Originally built to run on the three foot narrow gauge, when scaled for 7 1/4 inch gauge track these come out as a large engine. Built to the Milner Engineering design - intended for commercial use - the model is nearly eleven feet long, the tender and footplate comfortably accomodate a six foot five driver with size thirteen feet.
I have been lucky enough to spend some hours with the builder of this engine over the last couple of weeks, seeing his workshop and getting an insight into how the C19 was made. A lifelong engineer, he was apprenticed at steam crane builders Stothert & Pitt of Bath in 1955 before moving to Rolls Royce at Filton where he stayed for the remainder of his career, ending up in the experimental new materials department there (the exotic steel alloy grate fitted to this engine obviously part of an ongoing investigation into the effects of heat on new steels destined for high-performance gas turbine engines...).

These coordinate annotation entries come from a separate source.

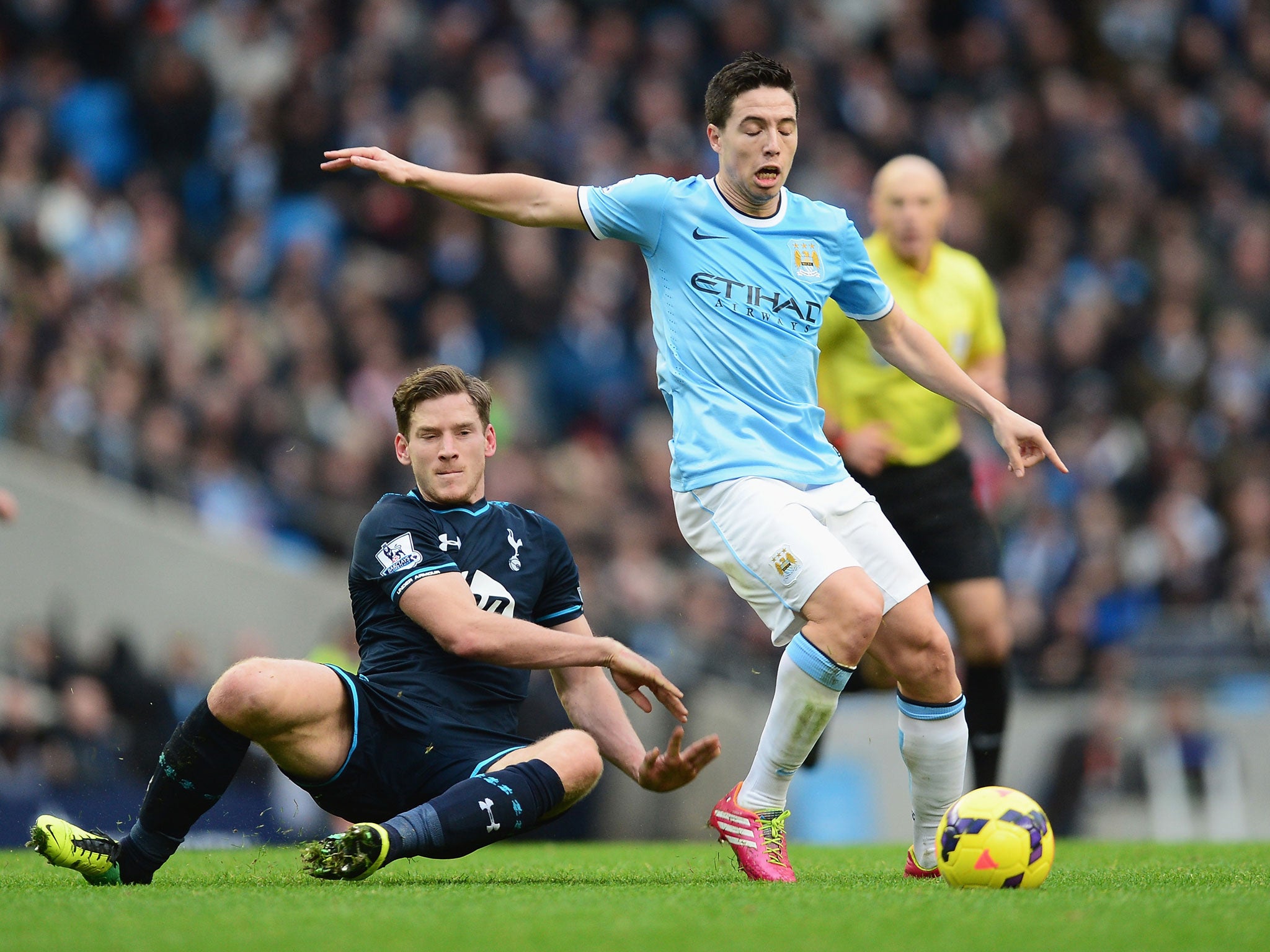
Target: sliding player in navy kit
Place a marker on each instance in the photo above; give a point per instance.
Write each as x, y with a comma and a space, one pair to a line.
450, 596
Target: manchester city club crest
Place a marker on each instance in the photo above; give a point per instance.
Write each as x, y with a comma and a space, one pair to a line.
807, 259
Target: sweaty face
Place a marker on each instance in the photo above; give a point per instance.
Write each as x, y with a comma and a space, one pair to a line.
756, 146
446, 448
910, 205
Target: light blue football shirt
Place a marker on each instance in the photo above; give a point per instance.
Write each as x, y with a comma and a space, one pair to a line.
735, 314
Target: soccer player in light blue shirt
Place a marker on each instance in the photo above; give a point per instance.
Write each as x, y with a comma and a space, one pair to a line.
739, 271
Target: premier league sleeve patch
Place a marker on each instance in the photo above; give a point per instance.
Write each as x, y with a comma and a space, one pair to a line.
398, 555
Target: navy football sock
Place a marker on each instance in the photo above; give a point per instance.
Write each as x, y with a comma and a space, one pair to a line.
987, 700
195, 769
475, 813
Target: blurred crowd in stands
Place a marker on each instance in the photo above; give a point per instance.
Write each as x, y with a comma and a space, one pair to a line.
190, 305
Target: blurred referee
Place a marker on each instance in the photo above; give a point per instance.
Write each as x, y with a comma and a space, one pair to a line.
902, 442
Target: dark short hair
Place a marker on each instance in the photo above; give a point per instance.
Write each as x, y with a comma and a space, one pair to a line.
440, 380
744, 74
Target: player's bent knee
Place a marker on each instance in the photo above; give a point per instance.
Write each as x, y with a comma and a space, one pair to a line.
846, 616
575, 758
929, 671
243, 697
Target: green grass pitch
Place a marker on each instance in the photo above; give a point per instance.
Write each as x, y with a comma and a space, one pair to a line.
649, 896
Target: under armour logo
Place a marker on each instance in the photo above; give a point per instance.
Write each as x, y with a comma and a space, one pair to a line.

During the same period, he has been a prolific model builder, with eight engines to his credit including a 3 inch Burrell, 7 1/4 inch gauge "Bridget" and a well-advanced 6 inch scale Foden wagon currently in the workshop.
The pictures below largely speak for themselves - the standard of engineering is excellent throughout, the engine runs exactly the way it looks.
Steel boiler by Bell Boilers, April 2011. Expanded tubes, tested for 125psi working pressure although the bronze "soft pop" safety valves are currently set at 95 and 100psi respectively, which has proved more than adequate for anything the builder has required of the engine. Fusible plug fitted in firebox. Feed by a pair of injectors, mounted each side of the cab. Twin PTFE seat blowdown valves fitted to rear.
Firebox is fitted with front and rear dampers, grate has a quick-release drop down action, lever-operated from the cab. Ashpan has a sliding bottom panel to facilitate cleaning.
Cast iron cylinders with iron rings, slide valves actuated by Stephenson's gear with pole reverser in the cab. Throttle lever has a detent and locking catch to prevent inadvertent runaways. Mechanical oil pump on the offside running board, with sight glass visible from cab. Axles have ground journals running in bronze axleboxes.
Engine and tender are air-braked, with steam-operated air pump on the nearside running board and auxiliary electric pump in the tender. Locomotive is vacuum equipped, the driver's brake valve on the floor is a combined air/vacuum valve, applying locomotive, tender and train brakes simultaneously. Compressed air resevoirs are mounted in the tender, with a vacuum resevoir at the rear.
In regular use for night-running at the builder's track, there is a powerful halogen headlamp fitted, along with illuminated classfication and number lights at the front and the most beautifully-lit backhead I've ever seen, with brass-housed lamps mounted above the water gauges, the wiring neatly piped across the boiler - it provides excellent illumination of the water gauges and valves, without any glare in the driver's eyes from an unshielded bulb. 24 volts bulbs are fitted in the front running lights - running on 12 volts they give an authentic yellow "oil lamp" type light - bodies are quickly detachable for bulb replacement with O-rings to keep moisture out.
The cab can be lifted off by removing two screws underneath and detaching the whistle chain. It is made from teak salvaged from a Great Northern coach of 1881 - chosen as it was the same year the prototype engine was built (which is pushing authenticity pretty much to the limit!).
The bogie tender runs on double row self-aligning bearings with oil seals, it has a front compartment containing air pump, battery and lighting switchgear. Tank holds 15 gallons of water. Water and electric connections to the locomotive are all quickly detachable.
A very fine piece of engineering, one of the nicest things I've driven this year.